La blessure du heros au grand jour

Au début de l’histoire, le héros vit dans un monde ordinaire. Il pourrait y être heureux mais il se berce d’illusions.
Il lui manque quelque chose dans sa vie. S’il en a conscience, il ne parvient pas à savoir ce que c’est.

Et s’il l’ignore, c’est qu’il n’a pas encore assumé la plénitude de son être. Il est dans l’erreur mais ne le sait pas encore.
En fait, il n’avance plus.
Pour éviter d’affronter nos plus terribles peurs, nous endossons une personnalité que nous présentons au monde.
C’est notre persona. C’est une fausse identité que nous revêtons comme une armure émotionnelle pour éviter de nous sentir vulnérable et terrifié face à notre propre existence.

La constitution du héros

Dans L’idiot de la famille, Jean-Paul Sartre a défini la constitution d’un individu comme l’apprentissage et l’assimilation de valeurs issues des conditions familiales et sociales dans lesquelles un individu naît.

Dans cette constitution, on trouve une période que Sartre nomme protohistoire et dans laquelle pourrait se situer une fêlure, une blessure qui se situerait dans la petite enfance.
C’est cette blessure fondamentale du héros que Michael Hauge ou Peter Russell mentionnent.

On pourrait aussi signaler que la voie authentique d’un auteur dont parle Cecilia Najar est d’abord une étape de découverte de soi-même. C’est-à-dire que pour atteindre à la sincérité de ses écrits, l’auteur doit d’abord se livrer à un travail sur lui-même et partir à la recherche de sa propre constitution.

Une expérience que l’on ne veut pas revivre

La blessure, c’est d’abord une expérience.
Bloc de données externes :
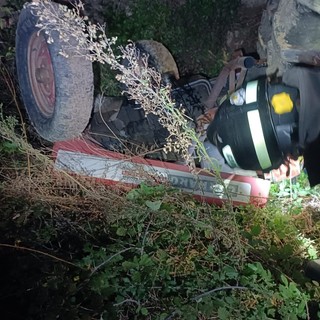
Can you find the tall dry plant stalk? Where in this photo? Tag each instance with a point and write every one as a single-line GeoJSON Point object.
{"type": "Point", "coordinates": [143, 84]}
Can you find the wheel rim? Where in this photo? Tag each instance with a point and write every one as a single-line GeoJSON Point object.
{"type": "Point", "coordinates": [41, 74]}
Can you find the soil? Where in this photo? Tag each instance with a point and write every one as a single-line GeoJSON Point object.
{"type": "Point", "coordinates": [243, 34]}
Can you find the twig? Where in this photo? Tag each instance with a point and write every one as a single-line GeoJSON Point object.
{"type": "Point", "coordinates": [217, 289]}
{"type": "Point", "coordinates": [125, 301]}
{"type": "Point", "coordinates": [109, 259]}
{"type": "Point", "coordinates": [39, 252]}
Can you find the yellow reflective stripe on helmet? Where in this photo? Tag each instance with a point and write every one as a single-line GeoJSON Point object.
{"type": "Point", "coordinates": [251, 91]}
{"type": "Point", "coordinates": [258, 139]}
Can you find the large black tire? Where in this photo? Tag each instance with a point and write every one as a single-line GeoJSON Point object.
{"type": "Point", "coordinates": [57, 91]}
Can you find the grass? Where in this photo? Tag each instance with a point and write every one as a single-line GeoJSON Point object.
{"type": "Point", "coordinates": [76, 249]}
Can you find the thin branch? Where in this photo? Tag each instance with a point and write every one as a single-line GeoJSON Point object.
{"type": "Point", "coordinates": [218, 289]}
{"type": "Point", "coordinates": [109, 259]}
{"type": "Point", "coordinates": [5, 245]}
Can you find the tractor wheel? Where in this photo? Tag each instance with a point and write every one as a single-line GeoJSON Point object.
{"type": "Point", "coordinates": [57, 91]}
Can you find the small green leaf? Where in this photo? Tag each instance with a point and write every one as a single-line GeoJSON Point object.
{"type": "Point", "coordinates": [121, 231]}
{"type": "Point", "coordinates": [144, 311]}
{"type": "Point", "coordinates": [255, 230]}
{"type": "Point", "coordinates": [153, 205]}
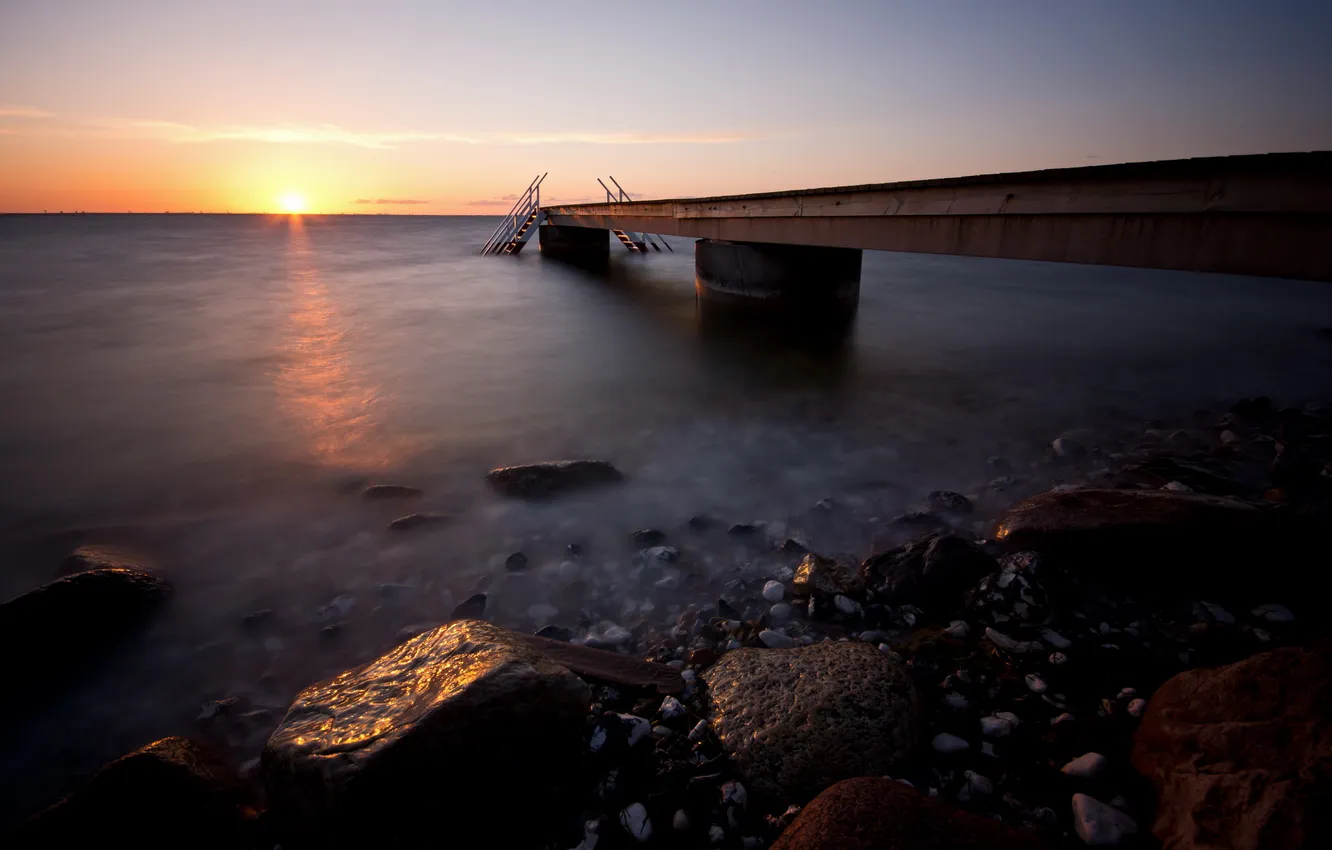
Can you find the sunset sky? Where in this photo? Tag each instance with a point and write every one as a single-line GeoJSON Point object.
{"type": "Point", "coordinates": [446, 107]}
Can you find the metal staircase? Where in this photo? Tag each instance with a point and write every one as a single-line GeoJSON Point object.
{"type": "Point", "coordinates": [636, 243]}
{"type": "Point", "coordinates": [518, 224]}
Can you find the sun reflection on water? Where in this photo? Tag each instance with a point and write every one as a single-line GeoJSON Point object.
{"type": "Point", "coordinates": [331, 401]}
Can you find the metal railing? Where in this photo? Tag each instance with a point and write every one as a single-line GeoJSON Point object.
{"type": "Point", "coordinates": [526, 205]}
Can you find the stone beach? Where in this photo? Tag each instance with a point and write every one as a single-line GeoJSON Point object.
{"type": "Point", "coordinates": [1044, 657]}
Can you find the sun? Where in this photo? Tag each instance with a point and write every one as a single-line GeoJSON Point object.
{"type": "Point", "coordinates": [292, 203]}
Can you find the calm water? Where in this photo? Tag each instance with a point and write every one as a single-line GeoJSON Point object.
{"type": "Point", "coordinates": [207, 388]}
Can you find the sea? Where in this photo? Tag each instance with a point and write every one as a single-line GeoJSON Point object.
{"type": "Point", "coordinates": [213, 391]}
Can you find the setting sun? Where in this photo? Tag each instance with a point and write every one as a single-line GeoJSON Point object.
{"type": "Point", "coordinates": [292, 203]}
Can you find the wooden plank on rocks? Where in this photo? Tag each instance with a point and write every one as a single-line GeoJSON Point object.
{"type": "Point", "coordinates": [608, 666]}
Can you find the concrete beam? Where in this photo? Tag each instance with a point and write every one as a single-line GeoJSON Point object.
{"type": "Point", "coordinates": [1264, 215]}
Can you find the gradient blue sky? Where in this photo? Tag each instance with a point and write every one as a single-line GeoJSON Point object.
{"type": "Point", "coordinates": [215, 104]}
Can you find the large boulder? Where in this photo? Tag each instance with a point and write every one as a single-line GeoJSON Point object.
{"type": "Point", "coordinates": [465, 724]}
{"type": "Point", "coordinates": [874, 813]}
{"type": "Point", "coordinates": [799, 720]}
{"type": "Point", "coordinates": [48, 632]}
{"type": "Point", "coordinates": [933, 572]}
{"type": "Point", "coordinates": [544, 480]}
{"type": "Point", "coordinates": [171, 794]}
{"type": "Point", "coordinates": [1242, 756]}
{"type": "Point", "coordinates": [1160, 541]}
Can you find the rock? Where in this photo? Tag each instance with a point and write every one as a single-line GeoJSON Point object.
{"type": "Point", "coordinates": [874, 813]}
{"type": "Point", "coordinates": [1171, 544]}
{"type": "Point", "coordinates": [378, 754]}
{"type": "Point", "coordinates": [791, 724]}
{"type": "Point", "coordinates": [648, 537]}
{"type": "Point", "coordinates": [71, 621]}
{"type": "Point", "coordinates": [1100, 825]}
{"type": "Point", "coordinates": [947, 501]}
{"type": "Point", "coordinates": [933, 572]}
{"type": "Point", "coordinates": [545, 480]}
{"type": "Point", "coordinates": [417, 521]}
{"type": "Point", "coordinates": [378, 492]}
{"type": "Point", "coordinates": [472, 608]}
{"type": "Point", "coordinates": [1087, 766]}
{"type": "Point", "coordinates": [173, 793]}
{"type": "Point", "coordinates": [819, 576]}
{"type": "Point", "coordinates": [1242, 756]}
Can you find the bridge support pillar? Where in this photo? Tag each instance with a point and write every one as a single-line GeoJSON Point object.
{"type": "Point", "coordinates": [581, 245]}
{"type": "Point", "coordinates": [794, 280]}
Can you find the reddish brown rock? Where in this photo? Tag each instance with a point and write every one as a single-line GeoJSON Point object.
{"type": "Point", "coordinates": [1242, 756]}
{"type": "Point", "coordinates": [874, 813]}
{"type": "Point", "coordinates": [172, 793]}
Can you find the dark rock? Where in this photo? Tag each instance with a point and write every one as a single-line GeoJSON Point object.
{"type": "Point", "coordinates": [556, 633]}
{"type": "Point", "coordinates": [378, 492]}
{"type": "Point", "coordinates": [931, 572]}
{"type": "Point", "coordinates": [380, 754]}
{"type": "Point", "coordinates": [648, 537]}
{"type": "Point", "coordinates": [545, 480]}
{"type": "Point", "coordinates": [171, 794]}
{"type": "Point", "coordinates": [793, 725]}
{"type": "Point", "coordinates": [1242, 756]}
{"type": "Point", "coordinates": [947, 501]}
{"type": "Point", "coordinates": [875, 813]}
{"type": "Point", "coordinates": [825, 577]}
{"type": "Point", "coordinates": [416, 521]}
{"type": "Point", "coordinates": [67, 622]}
{"type": "Point", "coordinates": [472, 608]}
{"type": "Point", "coordinates": [1166, 544]}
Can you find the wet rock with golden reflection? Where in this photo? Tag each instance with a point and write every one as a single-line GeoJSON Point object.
{"type": "Point", "coordinates": [798, 720]}
{"type": "Point", "coordinates": [426, 736]}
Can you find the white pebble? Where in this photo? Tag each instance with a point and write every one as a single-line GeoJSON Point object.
{"type": "Point", "coordinates": [1272, 612]}
{"type": "Point", "coordinates": [636, 822]}
{"type": "Point", "coordinates": [955, 701]}
{"type": "Point", "coordinates": [1100, 825]}
{"type": "Point", "coordinates": [846, 605]}
{"type": "Point", "coordinates": [1055, 640]}
{"type": "Point", "coordinates": [958, 629]}
{"type": "Point", "coordinates": [1087, 766]}
{"type": "Point", "coordinates": [995, 726]}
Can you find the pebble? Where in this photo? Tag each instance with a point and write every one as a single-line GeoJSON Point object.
{"type": "Point", "coordinates": [1087, 766]}
{"type": "Point", "coordinates": [1055, 640]}
{"type": "Point", "coordinates": [958, 629]}
{"type": "Point", "coordinates": [1274, 613]}
{"type": "Point", "coordinates": [636, 822]}
{"type": "Point", "coordinates": [995, 726]}
{"type": "Point", "coordinates": [846, 605]}
{"type": "Point", "coordinates": [1100, 825]}
{"type": "Point", "coordinates": [775, 640]}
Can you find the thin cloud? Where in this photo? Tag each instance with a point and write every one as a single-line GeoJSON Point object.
{"type": "Point", "coordinates": [24, 112]}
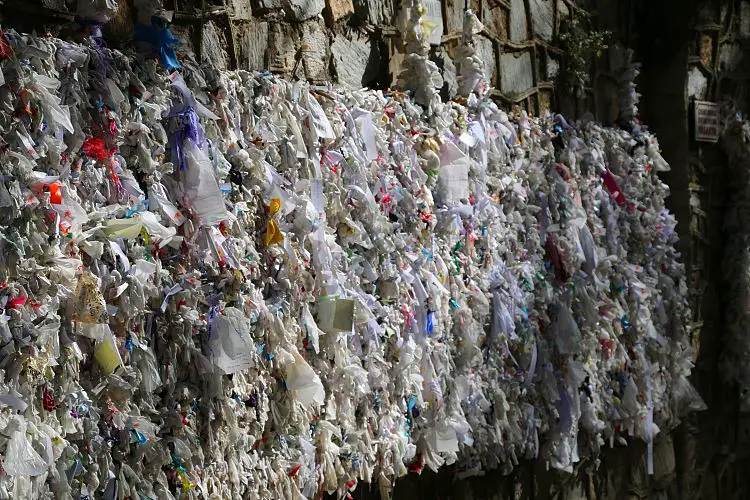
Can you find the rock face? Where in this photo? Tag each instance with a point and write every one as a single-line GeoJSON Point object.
{"type": "Point", "coordinates": [302, 10]}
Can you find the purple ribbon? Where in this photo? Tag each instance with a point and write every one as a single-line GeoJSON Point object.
{"type": "Point", "coordinates": [184, 126]}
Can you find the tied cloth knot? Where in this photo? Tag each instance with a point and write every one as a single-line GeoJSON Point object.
{"type": "Point", "coordinates": [184, 126]}
{"type": "Point", "coordinates": [160, 39]}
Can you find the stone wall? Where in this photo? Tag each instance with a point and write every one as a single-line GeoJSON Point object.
{"type": "Point", "coordinates": [351, 42]}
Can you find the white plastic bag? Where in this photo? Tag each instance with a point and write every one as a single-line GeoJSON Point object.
{"type": "Point", "coordinates": [201, 189]}
{"type": "Point", "coordinates": [20, 457]}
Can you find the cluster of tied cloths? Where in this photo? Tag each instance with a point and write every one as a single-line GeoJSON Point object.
{"type": "Point", "coordinates": [221, 285]}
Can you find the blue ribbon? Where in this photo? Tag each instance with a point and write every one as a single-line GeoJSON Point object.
{"type": "Point", "coordinates": [161, 39]}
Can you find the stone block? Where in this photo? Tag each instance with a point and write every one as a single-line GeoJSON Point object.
{"type": "Point", "coordinates": [542, 18]}
{"type": "Point", "coordinates": [377, 12]}
{"type": "Point", "coordinates": [697, 84]}
{"type": "Point", "coordinates": [518, 24]}
{"type": "Point", "coordinates": [454, 13]}
{"type": "Point", "coordinates": [338, 9]}
{"type": "Point", "coordinates": [263, 6]}
{"type": "Point", "coordinates": [302, 10]}
{"type": "Point", "coordinates": [496, 21]}
{"type": "Point", "coordinates": [517, 73]}
{"type": "Point", "coordinates": [730, 56]}
{"type": "Point", "coordinates": [240, 10]}
{"type": "Point", "coordinates": [252, 45]}
{"type": "Point", "coordinates": [350, 57]}
{"type": "Point", "coordinates": [281, 47]}
{"type": "Point", "coordinates": [552, 68]}
{"type": "Point", "coordinates": [545, 101]}
{"type": "Point", "coordinates": [745, 19]}
{"type": "Point", "coordinates": [486, 50]}
{"type": "Point", "coordinates": [448, 71]}
{"type": "Point", "coordinates": [314, 51]}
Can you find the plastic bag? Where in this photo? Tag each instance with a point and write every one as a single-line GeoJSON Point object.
{"type": "Point", "coordinates": [302, 380]}
{"type": "Point", "coordinates": [201, 189]}
{"type": "Point", "coordinates": [20, 457]}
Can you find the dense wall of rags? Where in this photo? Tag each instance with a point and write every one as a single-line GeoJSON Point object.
{"type": "Point", "coordinates": [351, 42]}
{"type": "Point", "coordinates": [358, 43]}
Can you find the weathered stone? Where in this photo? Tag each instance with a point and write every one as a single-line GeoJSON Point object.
{"type": "Point", "coordinates": [337, 9]}
{"type": "Point", "coordinates": [396, 57]}
{"type": "Point", "coordinates": [252, 45]}
{"type": "Point", "coordinates": [314, 52]}
{"type": "Point", "coordinates": [486, 51]}
{"type": "Point", "coordinates": [119, 30]}
{"type": "Point", "coordinates": [545, 101]}
{"type": "Point", "coordinates": [745, 19]}
{"type": "Point", "coordinates": [552, 68]}
{"type": "Point", "coordinates": [58, 5]}
{"type": "Point", "coordinates": [302, 10]}
{"type": "Point", "coordinates": [542, 18]}
{"type": "Point", "coordinates": [664, 459]}
{"type": "Point", "coordinates": [378, 12]}
{"type": "Point", "coordinates": [730, 56]}
{"type": "Point", "coordinates": [350, 59]}
{"type": "Point", "coordinates": [454, 15]}
{"type": "Point", "coordinates": [707, 50]}
{"type": "Point", "coordinates": [496, 21]}
{"type": "Point", "coordinates": [240, 9]}
{"type": "Point", "coordinates": [517, 76]}
{"type": "Point", "coordinates": [448, 71]}
{"type": "Point", "coordinates": [186, 36]}
{"type": "Point", "coordinates": [263, 6]}
{"type": "Point", "coordinates": [518, 24]}
{"type": "Point", "coordinates": [281, 47]}
{"type": "Point", "coordinates": [213, 45]}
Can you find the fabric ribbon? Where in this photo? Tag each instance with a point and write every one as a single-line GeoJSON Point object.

Elle peut être un traumatisme, mais pas seulement.
Imaginons que votre héroïne soit née dans un milieu qui soit très chrétien. Lorsqu’elle prendra la pleine mesure de cette éducation religieuse, par exemple vers l’âge de huit ans, son processus d’individuation pour Carl Gustav Jung ou de personnalisation pour Jean-Paul Sartre pourrait la mener, à l’âge de ses 18 ans, soit à consacrer sa vie à Dieu, soit à se tourner dans l’esprit et dans les faits vers une libération de ce qu’elle considère comme un carcan.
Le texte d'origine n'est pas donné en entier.